An APV anomaly corresponds to an anomalous atmospheric circulation pattern, which is the main cause of anomalous spring air temperature, precipitation, and solar radiation changes in China, and changes in these climate factors are the main drivers of NDVI variability. Anomalous air temperature change is the main reason for NDVI variability in SC, CC, NC, and SC, and anomalous precipitation change is a driver of the changes in NDVI in NW and IM. Both anomalous air temperature and solar radiation changes are the main drivers of NDVI variability in NE.

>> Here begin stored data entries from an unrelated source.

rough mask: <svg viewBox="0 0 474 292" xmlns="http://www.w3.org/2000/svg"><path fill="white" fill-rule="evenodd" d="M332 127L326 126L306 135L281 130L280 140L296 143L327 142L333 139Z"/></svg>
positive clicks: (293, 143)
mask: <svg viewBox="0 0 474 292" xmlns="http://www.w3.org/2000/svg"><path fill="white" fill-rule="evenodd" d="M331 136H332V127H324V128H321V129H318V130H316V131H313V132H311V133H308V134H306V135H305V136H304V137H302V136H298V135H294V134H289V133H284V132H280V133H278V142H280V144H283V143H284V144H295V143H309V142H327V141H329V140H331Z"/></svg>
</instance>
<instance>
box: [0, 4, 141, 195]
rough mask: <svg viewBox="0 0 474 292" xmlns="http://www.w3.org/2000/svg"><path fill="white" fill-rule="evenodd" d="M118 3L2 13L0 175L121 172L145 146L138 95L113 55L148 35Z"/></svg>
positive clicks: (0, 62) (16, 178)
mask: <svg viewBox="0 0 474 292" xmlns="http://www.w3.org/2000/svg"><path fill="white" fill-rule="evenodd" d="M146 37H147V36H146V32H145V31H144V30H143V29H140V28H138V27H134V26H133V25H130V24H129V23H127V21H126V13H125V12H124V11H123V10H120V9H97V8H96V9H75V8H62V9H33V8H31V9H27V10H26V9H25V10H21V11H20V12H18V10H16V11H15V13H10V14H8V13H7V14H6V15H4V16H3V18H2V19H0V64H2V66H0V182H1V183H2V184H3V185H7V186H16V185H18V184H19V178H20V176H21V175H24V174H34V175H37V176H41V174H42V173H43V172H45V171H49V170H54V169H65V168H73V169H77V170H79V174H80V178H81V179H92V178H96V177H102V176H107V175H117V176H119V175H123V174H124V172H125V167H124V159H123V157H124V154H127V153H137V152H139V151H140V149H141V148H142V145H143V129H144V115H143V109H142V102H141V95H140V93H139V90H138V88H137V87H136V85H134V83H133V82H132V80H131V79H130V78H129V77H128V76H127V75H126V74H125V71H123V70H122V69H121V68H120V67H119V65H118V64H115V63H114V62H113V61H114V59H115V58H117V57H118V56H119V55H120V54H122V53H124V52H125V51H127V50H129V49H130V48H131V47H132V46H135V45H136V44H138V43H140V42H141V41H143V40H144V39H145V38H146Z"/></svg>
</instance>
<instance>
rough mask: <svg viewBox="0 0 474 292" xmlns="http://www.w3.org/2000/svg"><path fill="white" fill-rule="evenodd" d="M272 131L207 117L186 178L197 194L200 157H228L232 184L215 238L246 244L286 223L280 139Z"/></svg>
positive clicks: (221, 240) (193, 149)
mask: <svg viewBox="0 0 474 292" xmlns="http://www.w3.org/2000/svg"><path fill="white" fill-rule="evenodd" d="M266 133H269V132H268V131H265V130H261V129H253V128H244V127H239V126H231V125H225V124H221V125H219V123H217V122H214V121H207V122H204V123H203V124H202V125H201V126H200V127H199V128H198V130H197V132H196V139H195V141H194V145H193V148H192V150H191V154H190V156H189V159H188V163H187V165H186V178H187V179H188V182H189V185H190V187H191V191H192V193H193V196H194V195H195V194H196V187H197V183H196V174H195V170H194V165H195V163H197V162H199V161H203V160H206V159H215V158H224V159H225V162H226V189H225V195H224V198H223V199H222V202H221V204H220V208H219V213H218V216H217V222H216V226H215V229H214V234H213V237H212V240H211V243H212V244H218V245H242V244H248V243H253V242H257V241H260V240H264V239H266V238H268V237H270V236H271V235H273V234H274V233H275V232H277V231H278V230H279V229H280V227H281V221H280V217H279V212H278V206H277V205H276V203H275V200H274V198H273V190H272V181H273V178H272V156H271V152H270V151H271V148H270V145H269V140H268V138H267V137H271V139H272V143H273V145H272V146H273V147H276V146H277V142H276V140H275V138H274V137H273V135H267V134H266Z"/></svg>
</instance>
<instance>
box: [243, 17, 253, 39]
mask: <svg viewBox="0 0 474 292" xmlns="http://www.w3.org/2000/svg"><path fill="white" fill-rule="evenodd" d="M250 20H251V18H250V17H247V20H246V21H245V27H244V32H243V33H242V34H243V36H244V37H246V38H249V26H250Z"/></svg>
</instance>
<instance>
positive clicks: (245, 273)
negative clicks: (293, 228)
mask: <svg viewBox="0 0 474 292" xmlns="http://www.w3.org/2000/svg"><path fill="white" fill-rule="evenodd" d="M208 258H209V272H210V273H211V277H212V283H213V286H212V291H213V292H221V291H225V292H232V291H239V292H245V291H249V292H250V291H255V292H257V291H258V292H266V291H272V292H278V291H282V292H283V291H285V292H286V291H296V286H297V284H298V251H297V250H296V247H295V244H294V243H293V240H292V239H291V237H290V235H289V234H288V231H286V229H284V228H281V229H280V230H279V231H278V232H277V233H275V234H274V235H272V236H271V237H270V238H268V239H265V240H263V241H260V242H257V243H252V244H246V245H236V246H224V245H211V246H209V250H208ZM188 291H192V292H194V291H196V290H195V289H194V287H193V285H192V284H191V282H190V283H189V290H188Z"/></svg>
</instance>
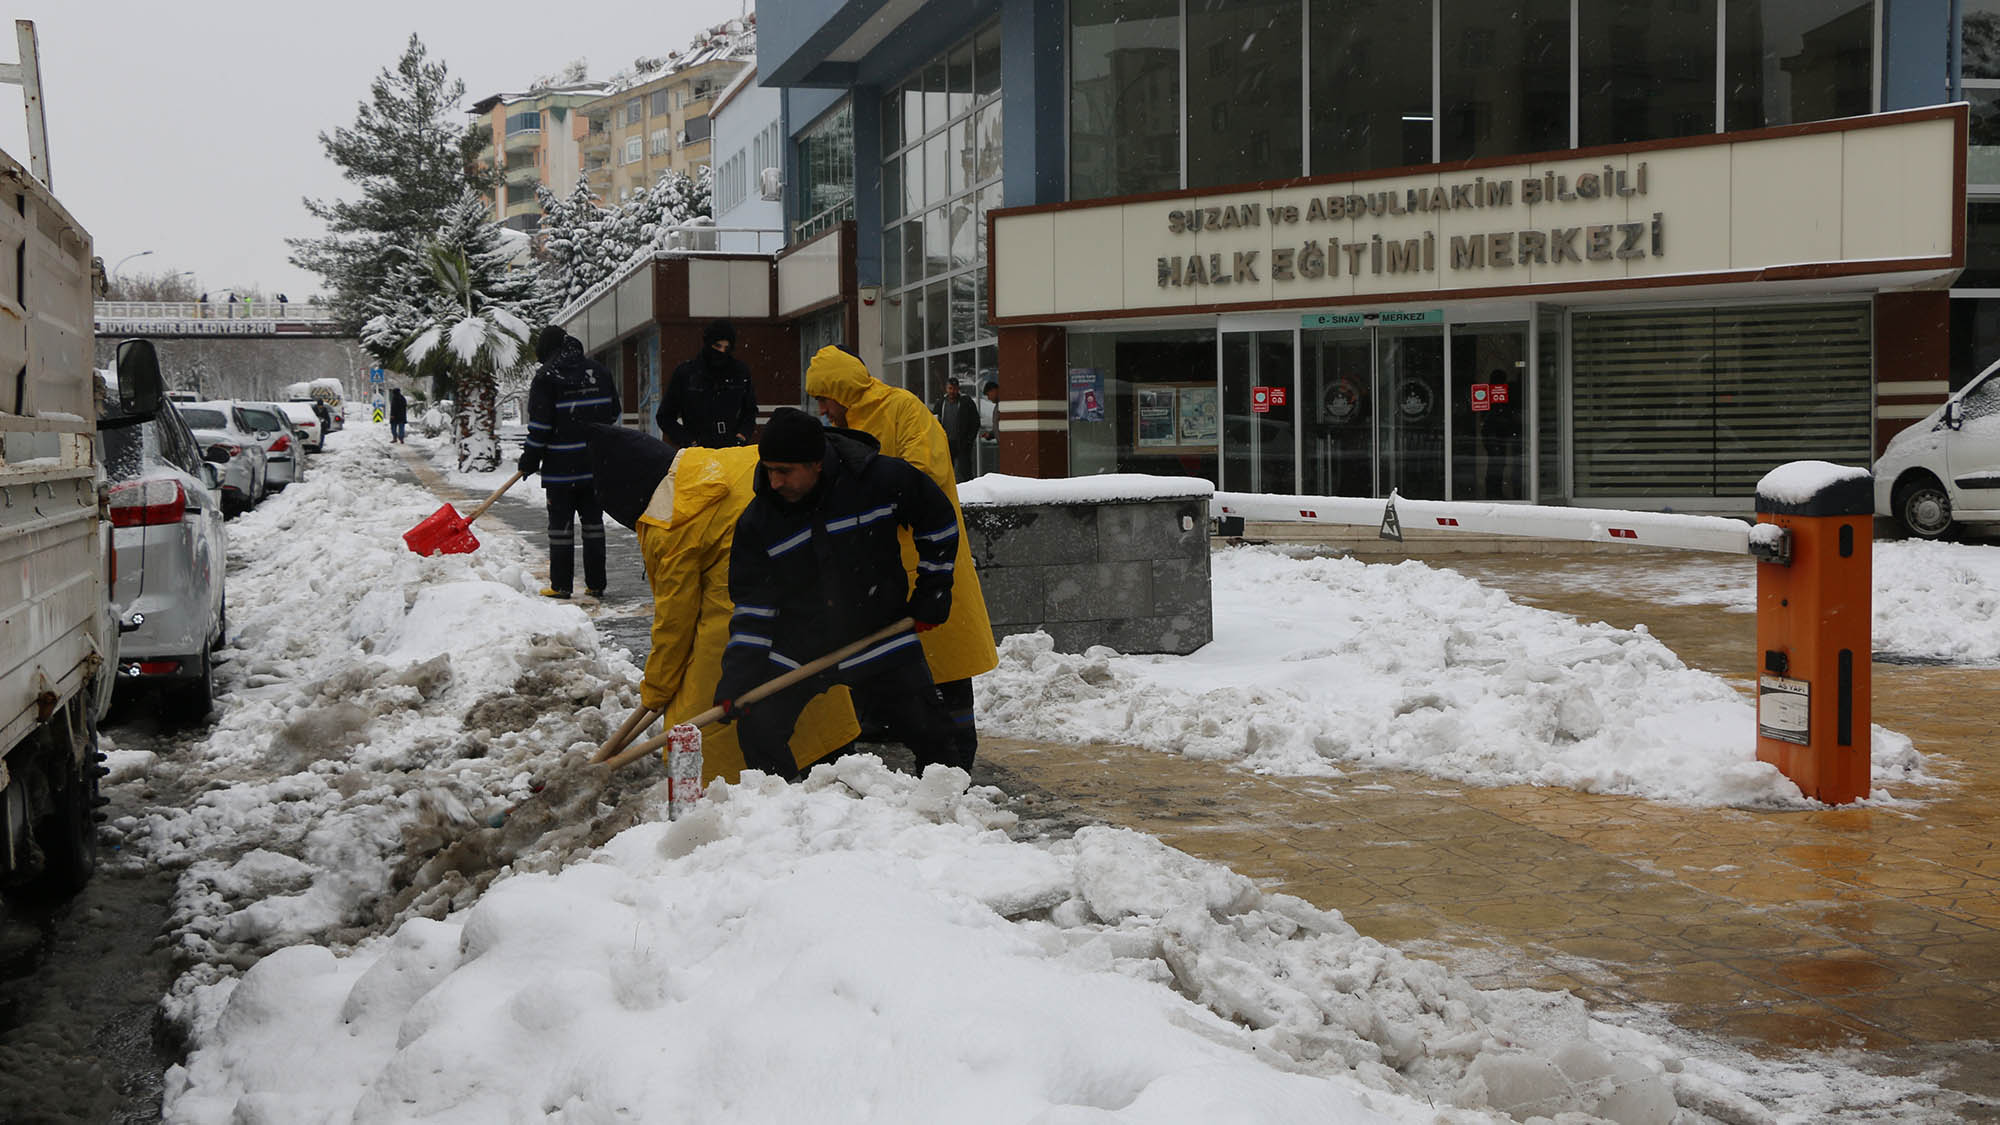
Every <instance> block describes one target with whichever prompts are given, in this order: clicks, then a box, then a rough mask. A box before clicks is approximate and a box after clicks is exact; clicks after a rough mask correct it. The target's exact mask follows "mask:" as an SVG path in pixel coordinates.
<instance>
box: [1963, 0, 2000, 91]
mask: <svg viewBox="0 0 2000 1125" xmlns="http://www.w3.org/2000/svg"><path fill="white" fill-rule="evenodd" d="M1958 10H1960V18H1958V58H1960V60H1962V66H1964V76H1966V78H2000V0H1958Z"/></svg>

The lagged vegetation productivity responses were mainly attributed to the strong association between the APVI and precipitation in July and temperature in September. The lower precipitation and lower temperature occurring in the subsequent July and September were the main reasons for the adverse lagged vegetation productivity responses in the positive APVI phase. In contrast, the higher precipitation and higher temperature occurring in the subsequent July and September were the reasons for the beneficial lagged vegetation productivity responses in the negative APVI phase. The strong association between spring APV anomalies and yearly NDVI variability makes the APVI useful in vegetation productivity prediction.

The present study used the intensity of the APV to represent the variation in the APV and did not consider other indices, such as the area or position of the APV. In future studies, we need to include more indices to more accurately predict the impacts of APV anomalies on vegetation variability in China.